Le visage égratigné, les joues rosies, les cheveux blonds coupés en brosse, Ryan peine à tenir en place sur sa chaise. « C’est ma sœur qui a voulu que je vienne », lance le jeune garçon à l’attention du réalisateur et de son assistante derrière l’objectif. Le film Les pires, sélectionné dans la catégorie « Un certain regard » au Festival de Cannes 2022, s’ouvre sur des scènes d’entretiens de jeunes de la cité Picasso, à Boulogne-sur-Mer, dans le nord de la France. Si elles sont troublantes de réalisme, ces séquences face caméra relèvent pourtant bel et bien d’une fiction.

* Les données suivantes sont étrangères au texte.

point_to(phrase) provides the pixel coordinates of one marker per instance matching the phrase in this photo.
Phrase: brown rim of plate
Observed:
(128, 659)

Dans ce long métrage qui sortira en salle en novembre prochain, les réalisatrices Lise Akoka et Romane Gueret ont mis en scène le casting et le tournage d’un film au sein d’un quartier populaire peu habitué à la lumière des projecteurs. Dans une atmosphère parfois déroutante, oscillant entre réalité et fiction, le spectateur suit ainsi les vies accidentées de Lily, Ryan, Maylis et Jessy, quatre enfants interprétés avec brio par des jeunes rencontrés dans des foyers ou à la sortie de leur école.
Pour dénicher les acteurs, Lise Akoka et Romane Gueret ont en effet réalisé un casting sauvage. Au total, les cinéastes ont vu près de 800 jeunes, pour finalement n’en retenir que dix pour les rôles principaux. Un travail de repérage de longue haleine qui a été réalisé main dans la main avec les structures de la protection de l’enfance sur la côte d’Opale et dans le Bassin minier. « A chaque fois, nous échangions avec les travailleurs sociaux, confie Romane Gueret aux Actualités sociales hebdomadaires. Le travail s’est fait en commun, même si nous n’avions pas toujours les mêmes regards. Parfois, les professionnels nous parlaient d’un enfant en raison de son vécu qu’ils connaissaient bien, alors que, de notre côté, nous cherchions également à ce que la personne dégage quelque chose de singulier face à la caméra. »
Le film Les pires prend racine dans le court métrage Chasse royale, la précédente œuvre de Lise Akoka et Romane Gueret, mettant lui aussi en images un repérage d’acteurs non professionnels. Chaque fois, les deux réalisatrices, qui ont d’abord été directrices de casting et coachs d’enfants, se sont inspirées de leur propre expérience. « Le scénario des Pires est le fruit de beaucoup de rencontres », souligne Romane Gueret. Après le repérage, une phase de réécriture a toutefois eu lieu. « Nous voulions que les jeunes s’approprient les rôles et les dialogues. S’ils avaient envie de changer des choses au scénario, nous l’avons pris en compte. » Une attention particulière a aussi été portée aux parcours de vie des personnages afin qu’ils ne soient pas trop similaires à ceux des acteurs. « Nous avons tenu à ce que la limite entre la fiction et la réalité soit claire. Il s’agit d’un travail subtil pour être très réaliste sans tout mélanger », poursuit la réalisatrice.
Comme une mise en abîme, Les pires questionnent justement cette frontière par le biais du personnage du réalisateur, Gabriel. Coincé entre « l’amour réel qu’il porte aux enfants et le soin qu’il prend à apporter une vision à son film », il dépasse parfois les limites. Comme lorsqu’il laisse dégénérer une scène de bagarre entre Ryan et d’autres jeunes pour obtenir une séquence la plus vraie possible. Tout ce cadre ambivalent résulte encore une fois de l’expérience et des observations des deux cinéastes. « C’est un mélange de ce que nous avons pu voir en tant que techniciennes sur des tournages et de ce que nous avons vécu avec le court-métrage. Nous nous sommes nous-mêmes déjà demandé à certains moments si nous étions à la bonne place, si nous avions fait les choses correctement. » Le titre Les pires se veut une forme d’« hommage » à ces jeunes aux parcours de vie difficiles qui prennent finalement leur place en haut de l’affiche.